Career Columns: Finding Internships

Looking for the perfect summer experience that will be both career-enriching and enjoyable? Did you miss the internship fair last week? Not to fret: Peer Career Advisors to the rescue!

We’ve all had that moment of panic when our friends talk about their exciting opportunities for the upcoming break, and we have just barely gotten our resume approved. New internship listings, however, are posted every day, and if you’re reading this now, you’ve still got plenty of time to get the ball rolling.

Here is a basic guideline to searching for that dream summer job:

For those just getting started:
• Quest: Log into Quest and spend a bit of time browsing around the possible opportunities that are available to you. In the right margin you’ll see a link to the “Spotlight on Careers” website, which gives useful advice about breaking into specific industries, such as resume and interview tips and sample internships in that field.
• Browse: Once you’ve narrowed down your interests, browse through the various Career Center databases available under the “Jobs and Internships” heading on the main page.
• Resume: To move on to the next step, you’ll have to face your fear of the Career Center and actually come in to see one of your wonderful PCAs. We’ll help you get your resume approved so that you can apply to the positions you find in Quest!

For those a bit farther along:
• Targeting: Have you made sure your resume is targeted to the specific position? Even if you’ve come to see us for resume-approval, come back (it’s less scary the second time; we promise!) and talk to us about tailoring your application and perfecting your cover letter.
• Funding: If you’re applying to unpaid internships and are starting to worry about expenses, there are several sources of Amherst funding that you can apply for. The CCE offers funding under the Civic Engagement Scholars program, the details of which (including deadlines) are located on the Career Center website, under “Internships and Summer Funding.” For those of you who are likely to stick around for the summer doing research, take a look at the funding available from the Dean of Faculty and your academic departments. Other sources of funding exist too, including personal fundraising and funding from outside organizations.
• Networking: Reaching out to alums can help you explore opportunities within a field and build relationships for the future. We’ve all heard the crazy networking success stories! Note: you should never write to an alum with the express purpose of asking for a job. See the Career Center website or a lovely PCA for tips on navigating the social awkwardness that you may feel.

For the overachievers:
• Interviews: So you’ve decided what opportunities you’d like to pursue and have already gotten a head start on applications?
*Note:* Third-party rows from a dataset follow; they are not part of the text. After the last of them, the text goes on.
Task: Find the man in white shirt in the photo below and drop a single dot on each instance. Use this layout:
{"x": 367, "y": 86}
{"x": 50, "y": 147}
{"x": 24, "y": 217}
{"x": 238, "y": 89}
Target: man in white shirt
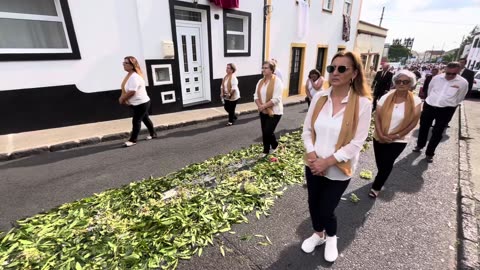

When your dream company offers you an interview and you momentarily panic, just call the Career Center to set up a mock interview to brush up on your self-presentation.
• Thank you cards: It’s easy to space on this important way of showing your interest in a position or gratitude towards a helpful contact, but make sure you send a thank you note to anyone who has helped you in your search for the perfect internship. Paper notes are the classy way to go, but if you know you’re working with a short turnaround time, e-mailed notes to all of your interviewers are acceptable.

A note for seniors:
After four years of applying for internships you might have thought that was in the past. However, an internship after senior year is a great way to break into a field you hadn’t previously considered or just want to further explore before committing to the big, bad world of “jobs.” Some internships have the possibility of turning into a full-time position; regardless you’ll have another long list of contacts and references in the field, so you can kick some serious butt in your next experience.